Valoraremos su propuesta, y cuando hayamos tomado una decisión se la diremos. Pero para aceptarla, hago aquí y ahora de esto la primera condición: que no nos sea negado el privilegio, sin ser molestados, de visitar cuando así lo deseemos la tumba de nuestros ancestros y amigos. Cada parte de esta nación es sagrada para mi gente. Cada ladera, cada valle, cada planicie y cada bosque han sido sacralizados con algunos recuerdos cariñosos o con alguna experiencia triste para mi tribu. Incluso las rocas que parecen yacer silenciosas mientras son sofocadas por el sol a lo largo de la costa con una solemnidad magnificente estremecen los recuerdos de antiguos sucesos conectados con el sino de mi pueblo, y el mismísimo polvo bajo sus pies responde más cariñosamente a nuestras pisadas que a las suyas porque lo forman las cenizas de nuestros antepasados, y nuestros pies desnudos son conscientes del toque benévolo ya que el suelo está nutrido con la vida de nuestros parientes.
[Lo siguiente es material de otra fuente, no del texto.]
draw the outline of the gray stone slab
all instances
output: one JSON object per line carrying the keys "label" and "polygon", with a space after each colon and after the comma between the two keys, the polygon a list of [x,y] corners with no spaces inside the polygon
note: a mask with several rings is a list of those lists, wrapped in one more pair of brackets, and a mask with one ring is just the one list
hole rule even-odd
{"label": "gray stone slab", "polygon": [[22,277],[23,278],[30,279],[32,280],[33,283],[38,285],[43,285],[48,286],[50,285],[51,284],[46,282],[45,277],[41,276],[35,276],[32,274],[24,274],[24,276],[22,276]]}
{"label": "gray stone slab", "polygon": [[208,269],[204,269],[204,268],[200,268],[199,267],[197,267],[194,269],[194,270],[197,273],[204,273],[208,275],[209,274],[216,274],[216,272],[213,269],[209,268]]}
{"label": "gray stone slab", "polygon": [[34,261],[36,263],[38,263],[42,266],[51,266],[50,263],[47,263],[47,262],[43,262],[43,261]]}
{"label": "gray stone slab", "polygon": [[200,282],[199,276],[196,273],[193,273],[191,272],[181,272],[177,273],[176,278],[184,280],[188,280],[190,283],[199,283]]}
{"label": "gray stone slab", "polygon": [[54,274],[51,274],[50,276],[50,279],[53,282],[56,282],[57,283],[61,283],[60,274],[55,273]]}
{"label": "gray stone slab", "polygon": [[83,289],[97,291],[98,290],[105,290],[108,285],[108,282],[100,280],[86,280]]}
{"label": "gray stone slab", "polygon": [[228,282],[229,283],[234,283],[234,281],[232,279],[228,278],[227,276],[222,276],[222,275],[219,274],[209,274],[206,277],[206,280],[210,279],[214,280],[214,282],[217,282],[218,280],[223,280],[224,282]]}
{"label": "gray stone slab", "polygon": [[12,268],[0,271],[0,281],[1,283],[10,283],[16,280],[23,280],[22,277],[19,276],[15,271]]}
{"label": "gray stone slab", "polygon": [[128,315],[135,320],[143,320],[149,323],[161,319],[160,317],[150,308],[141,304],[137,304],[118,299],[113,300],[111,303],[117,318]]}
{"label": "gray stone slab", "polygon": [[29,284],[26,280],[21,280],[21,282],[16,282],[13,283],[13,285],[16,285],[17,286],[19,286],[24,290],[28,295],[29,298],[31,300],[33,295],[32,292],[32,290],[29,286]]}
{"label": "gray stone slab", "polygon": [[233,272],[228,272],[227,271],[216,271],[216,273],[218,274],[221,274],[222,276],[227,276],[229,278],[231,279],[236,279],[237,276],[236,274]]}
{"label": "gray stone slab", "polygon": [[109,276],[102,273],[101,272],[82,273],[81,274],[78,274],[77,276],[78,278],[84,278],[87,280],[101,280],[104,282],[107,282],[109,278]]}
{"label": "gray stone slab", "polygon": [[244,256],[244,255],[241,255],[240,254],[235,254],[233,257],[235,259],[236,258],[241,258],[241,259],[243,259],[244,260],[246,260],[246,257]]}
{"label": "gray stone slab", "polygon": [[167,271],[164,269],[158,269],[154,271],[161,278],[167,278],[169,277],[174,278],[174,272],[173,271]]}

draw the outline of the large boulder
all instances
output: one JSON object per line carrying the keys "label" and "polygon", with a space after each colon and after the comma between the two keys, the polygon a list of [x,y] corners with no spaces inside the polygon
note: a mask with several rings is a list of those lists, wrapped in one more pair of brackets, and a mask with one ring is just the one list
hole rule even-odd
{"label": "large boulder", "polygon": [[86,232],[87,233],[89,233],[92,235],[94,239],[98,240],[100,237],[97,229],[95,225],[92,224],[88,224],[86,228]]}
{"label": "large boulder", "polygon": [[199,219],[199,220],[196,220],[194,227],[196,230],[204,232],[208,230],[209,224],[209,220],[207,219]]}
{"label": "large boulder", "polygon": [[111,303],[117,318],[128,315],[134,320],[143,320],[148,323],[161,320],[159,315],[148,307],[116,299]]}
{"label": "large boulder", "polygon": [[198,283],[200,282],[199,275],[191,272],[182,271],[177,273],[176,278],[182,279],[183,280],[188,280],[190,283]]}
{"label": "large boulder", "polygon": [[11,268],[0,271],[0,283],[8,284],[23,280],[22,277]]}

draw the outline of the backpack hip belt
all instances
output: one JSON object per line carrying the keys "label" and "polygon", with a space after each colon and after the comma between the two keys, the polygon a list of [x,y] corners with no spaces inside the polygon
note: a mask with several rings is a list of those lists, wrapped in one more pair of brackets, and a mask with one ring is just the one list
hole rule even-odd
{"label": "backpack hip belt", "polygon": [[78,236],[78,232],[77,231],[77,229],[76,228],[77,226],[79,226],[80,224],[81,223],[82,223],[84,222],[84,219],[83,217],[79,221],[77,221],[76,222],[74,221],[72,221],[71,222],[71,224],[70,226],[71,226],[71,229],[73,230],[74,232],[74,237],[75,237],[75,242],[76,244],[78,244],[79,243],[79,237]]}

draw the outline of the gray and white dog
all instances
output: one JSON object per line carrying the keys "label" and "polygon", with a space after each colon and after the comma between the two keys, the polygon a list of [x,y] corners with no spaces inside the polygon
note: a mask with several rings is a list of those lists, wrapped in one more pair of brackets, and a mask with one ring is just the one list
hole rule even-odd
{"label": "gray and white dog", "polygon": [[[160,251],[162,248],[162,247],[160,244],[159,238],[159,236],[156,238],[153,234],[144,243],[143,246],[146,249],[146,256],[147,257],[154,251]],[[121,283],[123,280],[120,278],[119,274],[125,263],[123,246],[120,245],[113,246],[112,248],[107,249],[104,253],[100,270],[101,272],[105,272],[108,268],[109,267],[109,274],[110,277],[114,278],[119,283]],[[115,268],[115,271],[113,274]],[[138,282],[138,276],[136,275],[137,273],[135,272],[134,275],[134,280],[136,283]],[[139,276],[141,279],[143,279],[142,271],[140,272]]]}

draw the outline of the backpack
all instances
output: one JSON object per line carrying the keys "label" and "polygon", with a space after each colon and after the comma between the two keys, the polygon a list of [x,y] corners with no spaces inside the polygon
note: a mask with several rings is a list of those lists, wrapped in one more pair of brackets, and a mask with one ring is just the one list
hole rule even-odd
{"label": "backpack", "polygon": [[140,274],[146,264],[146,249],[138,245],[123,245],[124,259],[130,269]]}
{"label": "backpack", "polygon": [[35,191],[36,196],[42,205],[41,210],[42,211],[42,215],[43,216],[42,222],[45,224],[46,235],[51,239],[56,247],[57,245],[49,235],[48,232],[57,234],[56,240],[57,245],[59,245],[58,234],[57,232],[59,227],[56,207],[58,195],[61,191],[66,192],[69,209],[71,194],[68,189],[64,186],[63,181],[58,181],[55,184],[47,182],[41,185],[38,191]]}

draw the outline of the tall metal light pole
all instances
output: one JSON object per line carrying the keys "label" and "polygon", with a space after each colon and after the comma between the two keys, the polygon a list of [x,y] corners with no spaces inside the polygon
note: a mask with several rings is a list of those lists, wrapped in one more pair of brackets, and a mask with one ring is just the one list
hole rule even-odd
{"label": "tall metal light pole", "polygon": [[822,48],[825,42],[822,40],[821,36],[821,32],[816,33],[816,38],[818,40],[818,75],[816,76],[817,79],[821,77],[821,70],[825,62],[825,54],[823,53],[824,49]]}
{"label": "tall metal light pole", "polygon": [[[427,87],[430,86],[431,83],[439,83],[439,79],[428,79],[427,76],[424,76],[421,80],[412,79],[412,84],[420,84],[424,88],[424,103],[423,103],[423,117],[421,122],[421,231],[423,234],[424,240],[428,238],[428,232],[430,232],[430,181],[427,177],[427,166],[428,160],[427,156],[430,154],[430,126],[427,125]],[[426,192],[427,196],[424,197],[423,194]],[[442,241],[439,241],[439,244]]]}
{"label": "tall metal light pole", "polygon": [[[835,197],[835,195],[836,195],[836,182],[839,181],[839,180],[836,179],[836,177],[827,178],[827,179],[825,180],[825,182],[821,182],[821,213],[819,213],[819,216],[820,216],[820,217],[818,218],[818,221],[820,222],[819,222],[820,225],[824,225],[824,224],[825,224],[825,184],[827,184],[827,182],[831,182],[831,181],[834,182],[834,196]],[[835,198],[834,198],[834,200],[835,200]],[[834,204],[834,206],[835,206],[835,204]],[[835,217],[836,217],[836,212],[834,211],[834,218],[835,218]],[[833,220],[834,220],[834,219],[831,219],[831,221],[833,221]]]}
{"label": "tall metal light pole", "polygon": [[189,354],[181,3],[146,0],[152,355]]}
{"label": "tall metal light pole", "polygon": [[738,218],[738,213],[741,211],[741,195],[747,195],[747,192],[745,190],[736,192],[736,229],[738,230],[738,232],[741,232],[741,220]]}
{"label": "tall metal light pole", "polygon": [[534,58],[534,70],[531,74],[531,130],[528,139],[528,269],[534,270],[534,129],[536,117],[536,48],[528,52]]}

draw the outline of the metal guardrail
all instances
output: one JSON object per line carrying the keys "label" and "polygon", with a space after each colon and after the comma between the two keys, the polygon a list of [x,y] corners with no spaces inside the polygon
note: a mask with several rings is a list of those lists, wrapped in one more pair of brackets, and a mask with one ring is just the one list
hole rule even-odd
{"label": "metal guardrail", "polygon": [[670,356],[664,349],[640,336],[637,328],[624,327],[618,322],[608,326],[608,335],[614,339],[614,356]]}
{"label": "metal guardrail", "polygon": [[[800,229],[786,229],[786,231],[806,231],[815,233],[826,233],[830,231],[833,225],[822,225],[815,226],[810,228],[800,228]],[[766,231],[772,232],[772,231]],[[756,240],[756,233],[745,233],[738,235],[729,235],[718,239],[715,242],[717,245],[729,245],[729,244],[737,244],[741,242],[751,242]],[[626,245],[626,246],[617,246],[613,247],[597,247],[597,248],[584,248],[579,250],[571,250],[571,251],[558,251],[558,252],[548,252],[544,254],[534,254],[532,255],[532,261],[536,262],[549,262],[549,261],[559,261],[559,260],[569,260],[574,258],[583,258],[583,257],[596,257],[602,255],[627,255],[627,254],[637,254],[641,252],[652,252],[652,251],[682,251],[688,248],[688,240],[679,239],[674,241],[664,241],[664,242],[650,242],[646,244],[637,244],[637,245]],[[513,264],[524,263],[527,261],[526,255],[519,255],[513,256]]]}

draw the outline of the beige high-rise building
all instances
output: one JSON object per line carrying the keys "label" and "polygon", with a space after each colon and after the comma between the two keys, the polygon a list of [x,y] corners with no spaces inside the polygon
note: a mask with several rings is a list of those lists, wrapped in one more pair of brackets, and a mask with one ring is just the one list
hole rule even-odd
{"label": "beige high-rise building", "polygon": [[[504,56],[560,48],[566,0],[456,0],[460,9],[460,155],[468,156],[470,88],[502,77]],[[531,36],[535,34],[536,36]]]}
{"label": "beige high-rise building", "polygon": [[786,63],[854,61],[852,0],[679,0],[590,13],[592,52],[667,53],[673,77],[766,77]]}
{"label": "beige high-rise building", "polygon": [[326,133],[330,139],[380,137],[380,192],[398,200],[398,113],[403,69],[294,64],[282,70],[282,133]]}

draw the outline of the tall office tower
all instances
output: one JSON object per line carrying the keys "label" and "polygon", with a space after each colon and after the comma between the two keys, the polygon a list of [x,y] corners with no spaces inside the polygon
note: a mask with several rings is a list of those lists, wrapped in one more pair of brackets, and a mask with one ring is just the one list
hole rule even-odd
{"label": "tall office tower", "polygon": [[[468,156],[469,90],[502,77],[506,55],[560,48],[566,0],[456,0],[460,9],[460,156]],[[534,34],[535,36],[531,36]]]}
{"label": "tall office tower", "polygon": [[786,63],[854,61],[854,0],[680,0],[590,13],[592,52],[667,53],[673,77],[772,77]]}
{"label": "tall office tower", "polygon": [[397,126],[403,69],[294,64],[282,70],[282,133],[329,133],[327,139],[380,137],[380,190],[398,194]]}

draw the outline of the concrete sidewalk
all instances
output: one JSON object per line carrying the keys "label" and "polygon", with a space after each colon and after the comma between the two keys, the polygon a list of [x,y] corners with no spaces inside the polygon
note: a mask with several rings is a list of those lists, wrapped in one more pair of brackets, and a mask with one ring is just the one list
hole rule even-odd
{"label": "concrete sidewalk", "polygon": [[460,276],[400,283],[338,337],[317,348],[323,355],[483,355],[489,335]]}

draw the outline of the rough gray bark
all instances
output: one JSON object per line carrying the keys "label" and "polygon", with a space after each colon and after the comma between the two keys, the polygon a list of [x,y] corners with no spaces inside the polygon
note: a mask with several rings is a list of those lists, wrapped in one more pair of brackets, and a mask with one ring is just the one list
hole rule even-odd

Los bravos, pintados de negro, y las madres cariñosas, y las jóvenes de corazón alegre, y los pequeños que vivieron y gozaron aquí, y cuyos nombres ahora han sido olvidados, aún aman estas soledades y la profunda velocidad con la que crece el atardecer sombreado por la presencia de los espíritus oscuros. Y cuando el último de los hombres rojos haya desaparecido de la faz de la tierra y su memoria entre los blancos se haya convertido en un mito, estas costas estarán colmadas por los muertos invisibles de mi tribu, y cuando los hijos de sus hijos piensen por ellos mismos, solos en el campo, en el depósito, en la tienda, en el camino o en el silencio del bosque, no estarán solos. En toda la Tierra no hay un lugar dedicado a la soledad. De noche, cuando las calles de sus ciudades y sus pueblos estén en silencio, y ustedes crean que están desiertas, habrá un gentío de espíritus que vuelven, y que una vez llenaron y aún aman esta hermosa tierra. El hombre blanco jamás estará solo. Dejémoslo que sea justo y amable con mi pueblo; porque los muertos no carecen completamente de poder".